1. copy and paste to a file that you could name seder.sed (or whatever)
then make it executable: chmod +x seder.sed

#### seder.sed : cut and paste ######
#!/bin/sed -f

:loop
N
$!b loop

#get rid of carriage returns
s?\r\n?\n?g
s?\r$[^\n\r]$?\n\1?g
s?\r\r[\r\n]*?\n\n?g

s?Author:[^\n]*\n??
s?^.*Title:[ \t]*??
s?Link:[ \t]*$[^\n ]*$?\1?

#first marker: after date
#keep only day month year
s?Date: *$[^\n]*$ [0-9][0-9]:[0-9][^\n]*?\1º?

#just in case
s?°?\&degree;?g
#second marker: [image ...]
s?\[image [0-9][^\n]*?°?

#keep everything from top to first marker (title, date)
#remove everything between first marker and second marker
s?^$[^º]*$º[^°]*°[ \t\n]*?\1\n?

#remove everything below the line (including the line, and
# the blank lines that precedes it) that starts with:
s|[ \t\n]*Want podcasts of every article? Support ITotD by .*$||

#remove extra blank lines
s?\n[ \t\n]*\n?\n\n?g
########### end of seder.sed ############

2. test on one of your files: ./seder.sed IS_something.txt

3. If the output on the terminal looks ok, you can then:
a) loop thru all your files
b) redirect the output to a file (./seder.sed IS_something.txt > is_something.rtf)

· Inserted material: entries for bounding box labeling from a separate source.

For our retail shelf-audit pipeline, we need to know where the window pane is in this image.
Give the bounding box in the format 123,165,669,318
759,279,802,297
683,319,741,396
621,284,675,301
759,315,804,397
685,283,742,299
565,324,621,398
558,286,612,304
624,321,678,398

4. you can write a shell script that does all of this:
loop, apply seder, redirect to a file, eg,

################ shell script ################
#!/bin/sh

#this is the current working directory
CWD=$PWD

#better put in an absolute path for this
JEFF=fill_in_the_value_here

SEDER=$CWD/seder.sed

find $JEFF/* | while read f
do
#directory
if [ -d $f ]; then
continue
fi
dir=${f%/*}
filename=${f##*/}
ext=${filename##*.}
name=${filename%.*}
#only process file if it is of type IS_something.txt
if [ "$ext" == "txt" ] && [ $(echo "$name" | grep -c '^IS_') -gt 0 ]; then
input="$f"
output="$dir/""$(echo $name | tr '[:upper:]' '[:lower:]')".rtf
$SEDER $input > $output
fi
done
######## end of shell script ##################

chmod +x whatever.sh
./whatever.sh

scott_audio · 08-06-2009, 02:46 PM

vonbiber, thanks, this gives me lots to experiment with, appreciate your time. I'm sure I'll find some more feeds, and I'll be able to apply what I've learned here.